I am always looking for ways to be more committed to my mindfulness practice, which involves pretty much every aspect of my life–including my sitting meditation and yoga asana practices–so I was excited about trying a week of more commitment to my practice. The commitments that I made for the week included being more mindful of my steps while walking; keeping awareness in my body as much as possible; and making a list of all of the stuff I do all week to prioritize according to how each serves my practice.

At the end of the week, I had learned something about commitment. Not exactly what I expected, but perhaps useful enough to share with all of you. I suspect that we all struggle with trying to integrate our practices into our lives in a deeper way, whether it’s trying to find more time for yoga, or rest, or just to find quiet time for ourselves.

Here is what came up for me this week about committing to my practice:

(1) It’s really really really hard to follow through on commitments. That seems obvious, but it may be helpful to remember it isn’t that we’re lazy or weak– it’s just hard for human beings to change.

(2) Commitment isn’t just about willpower and pushing past our old habits. Change happened most easily for me when I made a clear commitment to do something, then let go of it. When I put my intentions out into the universe and at the same time kept them close, I was more likely to follow through. Just like in yoga asana, we need to find the balance of steadiness and freedom.

(3) Building commitment is like building a tower of blocks. The foundation of our tower is our deepest longing, whatever that is. For me, my longings have to do with wanting to be authentic and present for myself and my relationships. With that as the foundation, the first block I place might be doing 5 minutes of contemplation each morning. From that block, I can add lighting a candle during that time, then I could add trying to follow my breath for 5 minutes, etc. Commitment happens in baby steps.

(4) Friends on the journey are very helpful. This is the community that we refer to as sangha. Friends who are also practicing help us in so many ways. When we see a good friend going to yoga class, it can remind us that we intended to do that too, and maybe help us re-prioritize so that we can get there. Talking about our difficulties in practicing our commitment with someone who also practices can help us move through our struggles and recommit ourselves.

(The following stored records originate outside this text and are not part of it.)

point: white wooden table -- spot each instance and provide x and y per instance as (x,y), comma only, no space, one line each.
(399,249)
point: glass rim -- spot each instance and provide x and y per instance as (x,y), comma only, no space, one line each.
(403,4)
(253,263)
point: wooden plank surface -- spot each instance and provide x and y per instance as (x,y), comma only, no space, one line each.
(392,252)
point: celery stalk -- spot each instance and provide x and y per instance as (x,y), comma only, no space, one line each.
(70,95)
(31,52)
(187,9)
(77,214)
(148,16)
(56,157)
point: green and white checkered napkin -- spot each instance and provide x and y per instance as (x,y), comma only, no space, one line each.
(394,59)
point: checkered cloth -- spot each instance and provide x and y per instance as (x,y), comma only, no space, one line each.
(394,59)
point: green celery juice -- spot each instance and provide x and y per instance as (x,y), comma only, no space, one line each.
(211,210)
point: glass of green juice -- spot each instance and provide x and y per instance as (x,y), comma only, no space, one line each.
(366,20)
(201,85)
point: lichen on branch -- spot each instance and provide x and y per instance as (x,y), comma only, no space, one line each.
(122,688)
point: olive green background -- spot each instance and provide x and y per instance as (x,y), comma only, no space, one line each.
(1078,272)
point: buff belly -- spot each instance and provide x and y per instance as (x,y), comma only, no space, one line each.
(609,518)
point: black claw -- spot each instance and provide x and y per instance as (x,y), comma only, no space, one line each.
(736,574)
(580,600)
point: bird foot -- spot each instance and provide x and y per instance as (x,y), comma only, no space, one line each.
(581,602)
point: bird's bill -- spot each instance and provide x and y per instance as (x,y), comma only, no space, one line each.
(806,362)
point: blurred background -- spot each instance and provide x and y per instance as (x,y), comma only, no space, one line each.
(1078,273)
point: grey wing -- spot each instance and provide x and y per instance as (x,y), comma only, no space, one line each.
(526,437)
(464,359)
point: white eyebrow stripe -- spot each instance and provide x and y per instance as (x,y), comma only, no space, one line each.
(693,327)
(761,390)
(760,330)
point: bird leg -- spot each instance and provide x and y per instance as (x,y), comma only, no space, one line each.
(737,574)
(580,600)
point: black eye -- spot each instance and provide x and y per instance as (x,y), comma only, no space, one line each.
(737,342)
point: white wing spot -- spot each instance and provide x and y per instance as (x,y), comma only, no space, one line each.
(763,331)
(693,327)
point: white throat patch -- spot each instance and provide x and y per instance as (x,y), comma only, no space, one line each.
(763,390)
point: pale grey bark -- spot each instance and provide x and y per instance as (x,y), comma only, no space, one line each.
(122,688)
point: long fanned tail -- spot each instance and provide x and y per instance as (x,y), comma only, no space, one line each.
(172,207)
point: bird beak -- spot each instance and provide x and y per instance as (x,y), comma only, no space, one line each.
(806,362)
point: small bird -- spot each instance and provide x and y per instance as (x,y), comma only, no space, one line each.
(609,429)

(5) It helps to ask ourselves the question: “What is preventing me from following through on my commitment right now?” There’s always something. Sometimes I notice that what prevents me from practicing yoga is that I’ll have to face that I have pain in a particular part of my body, and I don’t want to know that. Or the reason that I don’t want to be fully present with someone is because I’m feeling annoyed with them, and I don’t want to feel that. Getting curious about the road blocks to our commitment can help to release them.

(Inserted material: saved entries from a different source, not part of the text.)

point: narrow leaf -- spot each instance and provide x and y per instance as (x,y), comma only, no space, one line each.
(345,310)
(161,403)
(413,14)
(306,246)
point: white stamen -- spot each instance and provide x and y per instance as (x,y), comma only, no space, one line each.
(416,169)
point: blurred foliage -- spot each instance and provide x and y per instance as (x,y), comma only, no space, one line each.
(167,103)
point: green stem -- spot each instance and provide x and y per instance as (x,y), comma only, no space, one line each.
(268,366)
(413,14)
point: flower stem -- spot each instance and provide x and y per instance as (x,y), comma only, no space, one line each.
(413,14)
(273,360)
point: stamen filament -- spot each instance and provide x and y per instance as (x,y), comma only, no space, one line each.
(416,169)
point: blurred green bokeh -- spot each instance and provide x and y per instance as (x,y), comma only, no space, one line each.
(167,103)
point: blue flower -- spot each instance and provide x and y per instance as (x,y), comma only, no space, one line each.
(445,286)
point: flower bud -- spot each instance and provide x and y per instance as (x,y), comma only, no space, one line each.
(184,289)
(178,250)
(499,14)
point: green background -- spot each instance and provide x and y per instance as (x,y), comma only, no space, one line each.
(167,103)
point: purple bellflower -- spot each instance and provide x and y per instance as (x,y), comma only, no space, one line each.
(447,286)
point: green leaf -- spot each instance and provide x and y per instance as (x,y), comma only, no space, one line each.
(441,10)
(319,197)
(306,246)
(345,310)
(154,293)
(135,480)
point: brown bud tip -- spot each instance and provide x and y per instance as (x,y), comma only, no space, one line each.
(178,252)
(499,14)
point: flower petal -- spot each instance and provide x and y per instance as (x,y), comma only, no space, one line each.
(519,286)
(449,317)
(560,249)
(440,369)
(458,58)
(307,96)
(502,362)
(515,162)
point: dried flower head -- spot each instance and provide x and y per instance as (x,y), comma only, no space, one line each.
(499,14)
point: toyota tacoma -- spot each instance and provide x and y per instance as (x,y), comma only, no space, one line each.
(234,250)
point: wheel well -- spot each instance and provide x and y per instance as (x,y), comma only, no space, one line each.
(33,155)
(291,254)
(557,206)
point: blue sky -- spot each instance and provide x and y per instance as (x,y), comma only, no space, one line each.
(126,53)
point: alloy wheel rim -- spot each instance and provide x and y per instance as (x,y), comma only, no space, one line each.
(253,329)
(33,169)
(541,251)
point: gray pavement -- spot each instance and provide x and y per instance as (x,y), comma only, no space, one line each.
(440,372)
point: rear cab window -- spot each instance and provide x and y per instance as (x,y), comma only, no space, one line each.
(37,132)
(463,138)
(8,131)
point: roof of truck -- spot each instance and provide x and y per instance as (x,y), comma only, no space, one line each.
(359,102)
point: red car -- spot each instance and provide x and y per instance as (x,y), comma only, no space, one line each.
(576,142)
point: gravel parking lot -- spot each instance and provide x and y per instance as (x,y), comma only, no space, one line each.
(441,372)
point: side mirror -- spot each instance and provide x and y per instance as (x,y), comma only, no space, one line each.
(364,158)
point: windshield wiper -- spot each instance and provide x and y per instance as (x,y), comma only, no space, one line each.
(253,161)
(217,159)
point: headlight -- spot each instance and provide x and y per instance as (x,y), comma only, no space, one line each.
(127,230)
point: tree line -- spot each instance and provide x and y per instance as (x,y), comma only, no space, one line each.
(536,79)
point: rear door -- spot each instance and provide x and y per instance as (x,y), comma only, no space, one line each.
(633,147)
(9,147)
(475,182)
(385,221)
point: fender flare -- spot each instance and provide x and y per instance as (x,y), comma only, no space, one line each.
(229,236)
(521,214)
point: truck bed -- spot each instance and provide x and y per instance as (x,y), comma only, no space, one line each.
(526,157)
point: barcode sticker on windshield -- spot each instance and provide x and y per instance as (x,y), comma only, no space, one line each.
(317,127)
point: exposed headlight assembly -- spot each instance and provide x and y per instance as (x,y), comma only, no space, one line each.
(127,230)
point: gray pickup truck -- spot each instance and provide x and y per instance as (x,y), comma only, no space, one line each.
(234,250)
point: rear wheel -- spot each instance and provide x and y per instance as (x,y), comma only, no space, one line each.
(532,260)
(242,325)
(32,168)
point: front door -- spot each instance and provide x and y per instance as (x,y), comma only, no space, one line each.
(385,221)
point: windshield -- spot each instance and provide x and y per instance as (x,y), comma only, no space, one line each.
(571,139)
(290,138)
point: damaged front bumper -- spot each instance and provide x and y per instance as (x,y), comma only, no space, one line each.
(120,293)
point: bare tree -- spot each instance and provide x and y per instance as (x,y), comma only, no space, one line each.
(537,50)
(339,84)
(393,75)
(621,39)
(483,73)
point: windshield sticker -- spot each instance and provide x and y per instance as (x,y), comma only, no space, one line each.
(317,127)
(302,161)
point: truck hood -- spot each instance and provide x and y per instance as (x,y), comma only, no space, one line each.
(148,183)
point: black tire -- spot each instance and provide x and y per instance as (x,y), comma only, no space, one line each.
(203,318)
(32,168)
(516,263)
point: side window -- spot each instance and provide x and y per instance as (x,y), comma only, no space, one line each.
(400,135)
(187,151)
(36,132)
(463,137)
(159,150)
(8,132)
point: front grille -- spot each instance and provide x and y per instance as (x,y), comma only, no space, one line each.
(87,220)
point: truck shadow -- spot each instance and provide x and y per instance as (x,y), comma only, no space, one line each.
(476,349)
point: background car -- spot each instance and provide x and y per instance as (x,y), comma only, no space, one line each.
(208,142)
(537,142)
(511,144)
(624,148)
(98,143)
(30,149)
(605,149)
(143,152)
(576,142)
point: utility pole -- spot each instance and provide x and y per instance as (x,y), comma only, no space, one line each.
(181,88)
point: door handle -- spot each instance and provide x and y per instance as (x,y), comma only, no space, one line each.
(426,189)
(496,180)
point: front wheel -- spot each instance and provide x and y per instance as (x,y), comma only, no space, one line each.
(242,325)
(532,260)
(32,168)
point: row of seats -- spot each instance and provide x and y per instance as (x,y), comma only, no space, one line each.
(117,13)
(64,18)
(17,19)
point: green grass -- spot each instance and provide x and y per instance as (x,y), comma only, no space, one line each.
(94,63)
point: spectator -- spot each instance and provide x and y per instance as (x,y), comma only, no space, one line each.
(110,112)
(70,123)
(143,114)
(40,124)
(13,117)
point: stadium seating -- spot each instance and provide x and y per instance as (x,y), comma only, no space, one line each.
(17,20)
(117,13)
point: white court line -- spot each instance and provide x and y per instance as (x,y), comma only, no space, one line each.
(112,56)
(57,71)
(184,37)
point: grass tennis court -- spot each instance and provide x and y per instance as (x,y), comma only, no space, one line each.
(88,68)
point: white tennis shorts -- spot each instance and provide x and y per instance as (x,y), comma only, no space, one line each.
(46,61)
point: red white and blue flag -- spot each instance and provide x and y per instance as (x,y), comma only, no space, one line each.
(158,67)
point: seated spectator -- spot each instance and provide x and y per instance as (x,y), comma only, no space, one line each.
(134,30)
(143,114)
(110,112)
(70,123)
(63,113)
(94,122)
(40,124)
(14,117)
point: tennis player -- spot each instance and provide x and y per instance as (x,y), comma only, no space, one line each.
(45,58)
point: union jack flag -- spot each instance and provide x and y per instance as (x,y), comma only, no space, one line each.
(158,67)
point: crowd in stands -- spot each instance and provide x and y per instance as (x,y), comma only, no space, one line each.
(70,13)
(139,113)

(6) It was helpful for me to remember that my commitments are for myself and not to please someone else. If I keep my attention on myself and my deepest longing for authenticity, then I’m more likely to remember my practice and be committed to it. If I start to over think how my commitment will affect others (will they like me more, will they like me less, etc.) then my commitment loses energy.
(7) Gentleness is key. This goes back to the first two realizations – that it’s really hard to follow through on commitments, and it’s not just about powering through. If we let go a little bit, and trust the process, then we can absolutely make baby steps in the direction of wellness. We can’t get there overnight, and that’s ok. It’s about the process, not the end-point anyway. There’s really no place to get to, right?

So these are some of the insights I had during this week of commitment. If you find any of this useful, I am glad. I consider all of you to be part of my community of practice, my sangha, and I hope that we continue to support each other’s commitment as we stumble along this beautiful and ancient path together.

As Oriah Mountain Dreamer writes in her poem, “The Dance“:

I have sent you my invitation,
the note inscribed on the palm of my hand by the fire of living.
Don’t jump up and shout, “Yes, this is what I want! Let’s do it!”
Just stand up quietly and dance with me.